PayPal President Scott Thompson has been hired to lead Yahoo Inc. as its chief executive. As of Jan. 9, Thompson will take over a lead role that has been occupied by Yahoo! chief financial officer Tim Morse.
While many analysts have hailed this as great, I must scream out at what a terrible idea this is!!
Both Yahoo and PayPal are once great companies that have taken paths to lower either their financial standing or in the case of PayPal their moral standing (& likely as many merchants bail on PayPal their financial standing as well).
Here is a Yahoo, a company that still maintains a strong base with just email users alone that has allowed their email to go stagnant and constantly crash (which for business can be catastrophic).

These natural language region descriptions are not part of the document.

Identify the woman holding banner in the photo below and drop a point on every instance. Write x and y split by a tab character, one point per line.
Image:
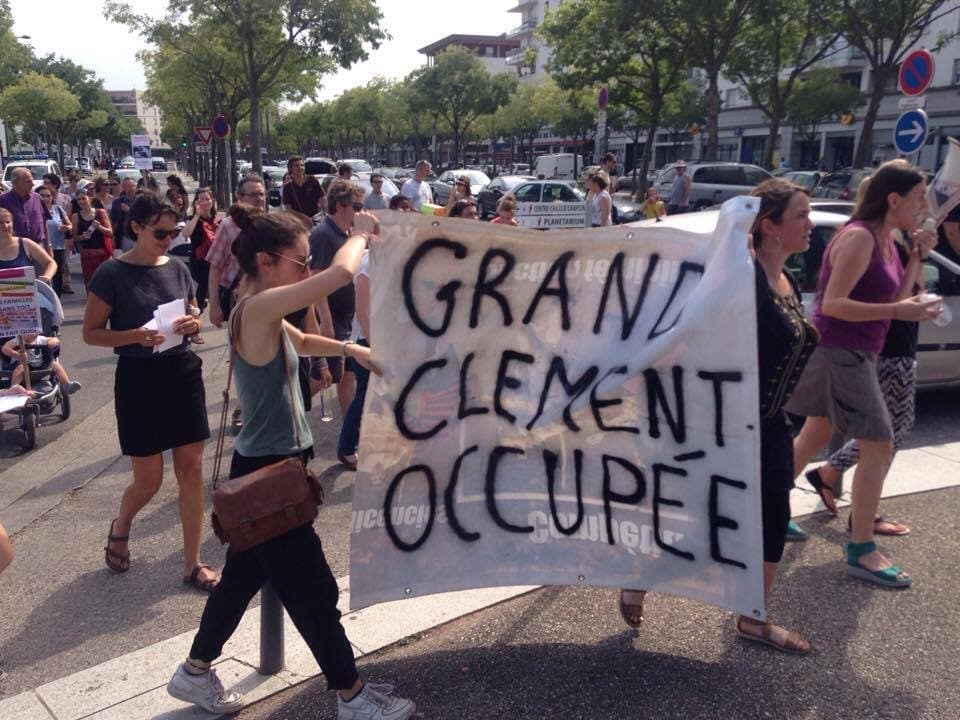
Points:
274	254
785	341
863	286
18	252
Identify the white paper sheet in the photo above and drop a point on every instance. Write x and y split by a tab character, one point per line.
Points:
12	402
164	317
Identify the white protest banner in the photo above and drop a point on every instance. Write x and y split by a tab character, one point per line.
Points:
19	310
552	215
142	154
568	407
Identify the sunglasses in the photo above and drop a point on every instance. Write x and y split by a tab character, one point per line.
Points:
304	264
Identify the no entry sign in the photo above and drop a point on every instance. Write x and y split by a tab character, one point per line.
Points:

Yahoo has not added features such as analytics, canned responses, easy to categorize labels and many of the other features that have made GMail the place to go for serious mail users (business in particular). BTW, I should note that I am no fan of Google, but when they do something right as they have here it should be acknowledged.
Also Yahoo has “missed the boat” as to social media and even though I am not a fan here either, it is very popular and it has been successful for a few as a business tool (although I and a few other business friends I know have admitted that Facebook has done little for their business when the time factor is considered). While Facebook may be a questionable business tool its popularity among everyday users is unquestioned and Yahoo has totally missed out with their lame attempt here, even Google Plus has stepped up to the plate and done a much better job.

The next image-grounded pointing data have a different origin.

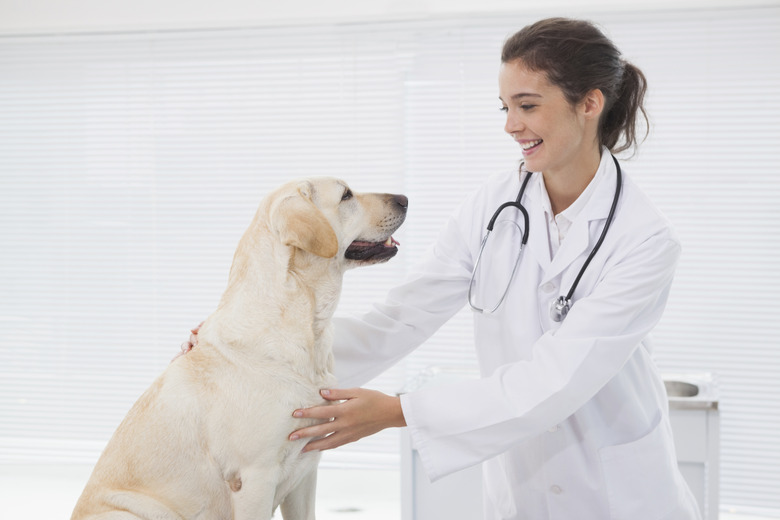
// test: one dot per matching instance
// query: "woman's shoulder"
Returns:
(640, 215)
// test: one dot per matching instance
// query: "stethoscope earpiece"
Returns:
(559, 308)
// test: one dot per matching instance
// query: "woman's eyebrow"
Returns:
(525, 94)
(521, 95)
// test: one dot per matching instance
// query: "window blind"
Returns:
(130, 165)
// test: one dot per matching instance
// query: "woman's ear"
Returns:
(593, 104)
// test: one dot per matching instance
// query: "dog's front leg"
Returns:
(299, 503)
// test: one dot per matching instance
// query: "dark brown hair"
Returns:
(577, 58)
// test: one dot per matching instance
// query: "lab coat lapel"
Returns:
(585, 229)
(538, 244)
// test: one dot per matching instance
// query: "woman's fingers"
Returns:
(361, 413)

As to PayPal, here is a company with the most easily integrated website payment systems that has developed generally excellent trust among buyers (not always though due to their poor customer service) that has followed a rather similar path to Yahoo.
While PayPal admittedly has remained profitable, I would certainly not consider their policies good for long term success.
PayPal has ignored 100s of requests for better tools (just as Yahoo has), such as blocking of countries, blocking fraudulent buyers, more shipping tiers, and most importantly better fraud protection.
Sadly PayPal has allowed many fraudulent buyers through and then when fraud is committed charges the merchant for any and all looses.
Worse PayPal will be condescending in questions about all of the above and then give advice that even PayPal will not follow, as well PayPal will override written contracts which in a court of law would not be allowed, but who has the time to take PayPal to small claims over $25?
I know personally as a PayPal merchant and while PayPal has so many positives that attracted me, however over recent years under Scott Thompson this company has shown utter contempt for integrity and honesty and simply helping their merchants be more profitable which in turn would help PayPal be more profitable.
Anyone who thinks this hand off of Yahoo to Scott Thompson is a Good idea either must not be forward thinking or believes that morality and lack of support of their merchants (that make PayPal’s business) will not someday affect their business. However I may be wrong as we do live in a world where looking the other way when corruption rears its ugly head is often the norm.
I only wished now that I had a crystal ball, as the cost to unintegrate PayPal from our website would cost in the $1000s, so admittedly while I was initially impressed with PayPal (their integration and as a buyer prior to being a merchant, their ease of use), I wish in never used PayPal in the first place and it is this fact that a “GOOD” CEO could make a difference and TRULY build on PayPal’s captive users such as me.